For more information, see the Pentaho official website.

Workflow

The workflow for writing data to Doris with the Kettle Doris Plugin is as follows:

StepUser goalOperation
1Prepare the Kettle environmentDownload and unpack Kettle, or build Kettle yourself.
2Prepare the Doris pluginBuild the Kettle Doris Plugin in the Doris source code.
3Install the pluginCopy the built doris-stream-loader plugin to the plugins directory of Kettle.
4Build a jobSelect Doris Stream Loader in Kettle, and configure the Doris connection and import parameters.
5Run synchronizationStart the job to write data to Doris through Stream Load.

Prepare the Kettle environment

Download and start Kettle

  1. Visit the Kettle download page to download Kettle.
  2. Unpack the downloaded package.
  3. Run spoon.sh to start Kettle.

Build Kettle yourself

To build Kettle yourself, see Pentaho Kettle build instructions.

Build and install the Kettle Doris Plugin

Build the plugin

In the Doris source code directory, go to extension/kettle and then build the plugin:

cd doris/extension/kettle
mvn clean package -DskipTests

Install the plugin

After the build completes, unpack the plugin package and copy doris-stream-loader to the plugins directory of Kettle:

cd assemblies/plugin/target
unzip doris-stream-loader-plugins-9.4.0.0-343.zip
cp -r doris-stream-loader ${KETTLE_HOME}/plugins/

Build and run a job

Build a Doris Stream Loader job

In Kettle, find Doris Stream Loader under Bulk loading, and build a job.

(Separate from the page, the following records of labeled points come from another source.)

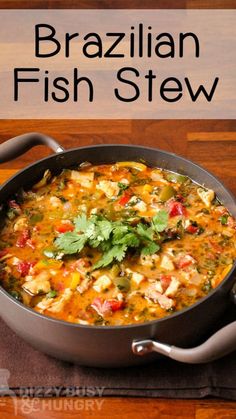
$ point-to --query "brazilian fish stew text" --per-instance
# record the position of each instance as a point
(114, 244)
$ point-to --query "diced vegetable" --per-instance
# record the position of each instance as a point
(133, 165)
(166, 193)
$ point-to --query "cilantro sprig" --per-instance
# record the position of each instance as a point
(113, 238)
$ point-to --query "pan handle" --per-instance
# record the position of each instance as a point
(16, 146)
(220, 344)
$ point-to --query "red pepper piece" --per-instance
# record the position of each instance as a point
(22, 240)
(124, 199)
(176, 208)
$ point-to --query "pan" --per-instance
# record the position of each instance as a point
(174, 336)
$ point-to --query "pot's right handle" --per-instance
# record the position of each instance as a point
(220, 344)
(16, 146)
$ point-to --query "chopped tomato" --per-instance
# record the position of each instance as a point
(185, 261)
(216, 246)
(3, 253)
(23, 267)
(124, 199)
(101, 307)
(105, 307)
(24, 237)
(176, 208)
(13, 204)
(165, 281)
(192, 229)
(115, 304)
(64, 227)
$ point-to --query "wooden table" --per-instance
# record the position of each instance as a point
(210, 143)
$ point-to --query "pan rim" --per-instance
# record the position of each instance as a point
(128, 326)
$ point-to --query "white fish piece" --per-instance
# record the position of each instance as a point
(206, 195)
(102, 283)
(38, 284)
(136, 277)
(110, 188)
(85, 179)
(166, 263)
(20, 224)
(173, 287)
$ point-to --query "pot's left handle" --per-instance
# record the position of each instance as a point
(16, 146)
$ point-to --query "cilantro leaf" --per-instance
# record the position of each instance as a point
(123, 186)
(81, 223)
(71, 242)
(145, 232)
(129, 239)
(160, 221)
(150, 249)
(116, 252)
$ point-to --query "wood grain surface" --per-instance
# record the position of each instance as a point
(210, 143)
(117, 408)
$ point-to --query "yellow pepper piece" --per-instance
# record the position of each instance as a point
(75, 280)
(133, 164)
(42, 264)
(226, 271)
(147, 188)
(222, 276)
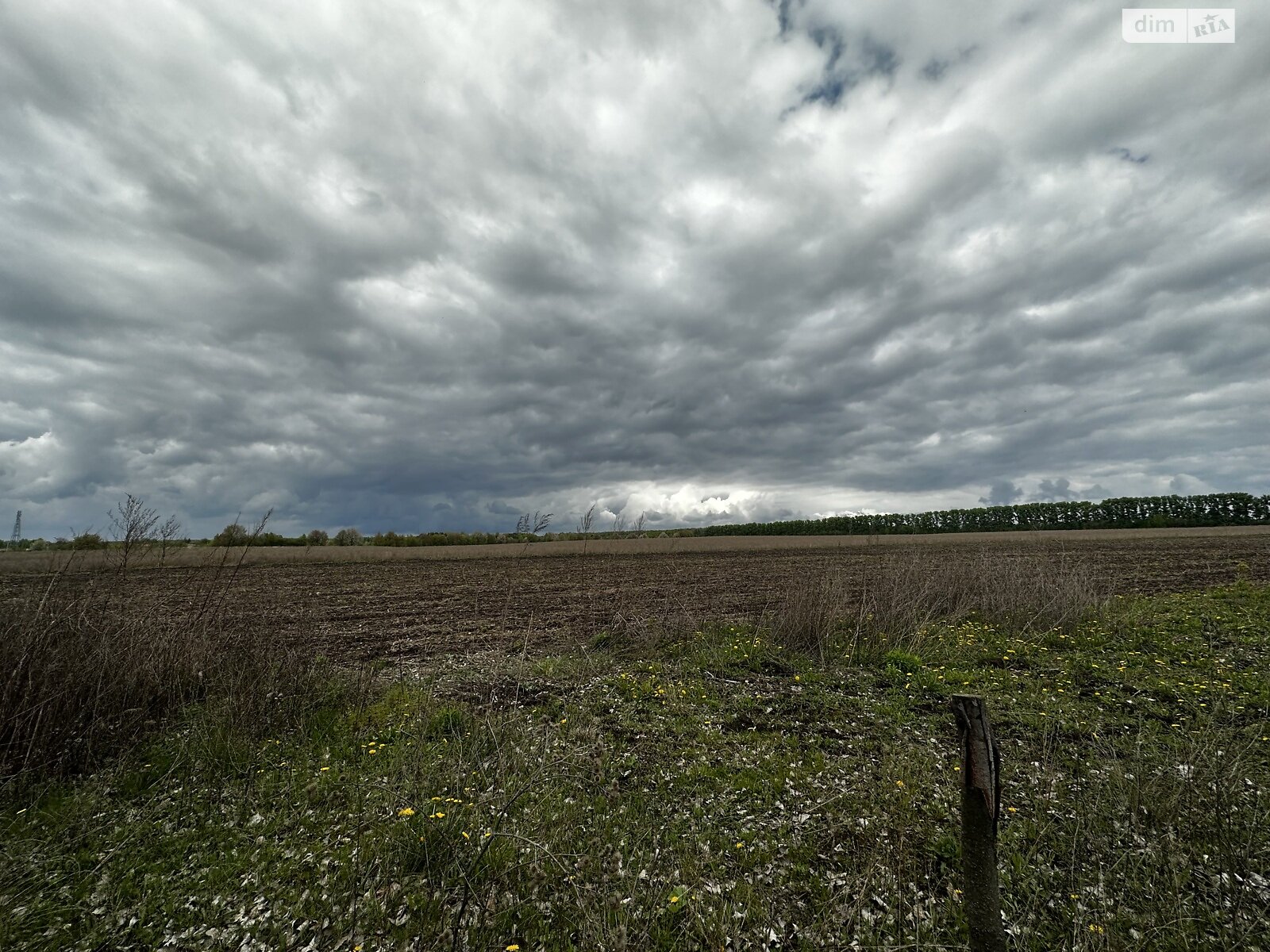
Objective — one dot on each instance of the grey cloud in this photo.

Create a Doris Stream Loader job in Kettle

Run the job

Click Start to run the job and complete the data synchronization.

Run a Doris Stream Loader job in Kettle

Parameters

The following table describes the main configuration items in a Doris Stream Loader job:

ParameterDefault valueRequiredDescription
Step name--YThe name of the step.
fenodes--YThe HTTP address of Doris FE. Multiple addresses are supported, separated by commas.
Database--YThe target database in Doris to write to.
Target table--YThe target table in Doris to write to.
Username--YThe username for accessing Doris.
Password--NThe password for accessing Doris.
Maximum rows per import10000NThe maximum number of rows in a single import.
Maximum bytes per import10485760 (10 MB)NThe maximum size in bytes of a single import.
Import retry count3NThe number of retries after an import failure.
Stream Load properties--NRequest headers for Stream Load.
Delete modeNNWhether to enable delete mode. By default, Stream Load performs insert operations. After delete mode is enabled, all Stream Load writes are delete operations.

For more Stream Load parameters, see the Stream Load documentation.

FAQ

Can the Kettle Doris Plugin be used on its own?

No. The Kettle Doris Plugin must be used together with the Kettle service.

How should fenodes be filled in?

Set fenodes to the HTTP address of Doris FE. If there are multiple FE addresses, separate them with commas.

How does delete mode affect writes?

By default, Stream Load performs insert operations. After delete mode is enabled, all Stream Load writes are delete operations.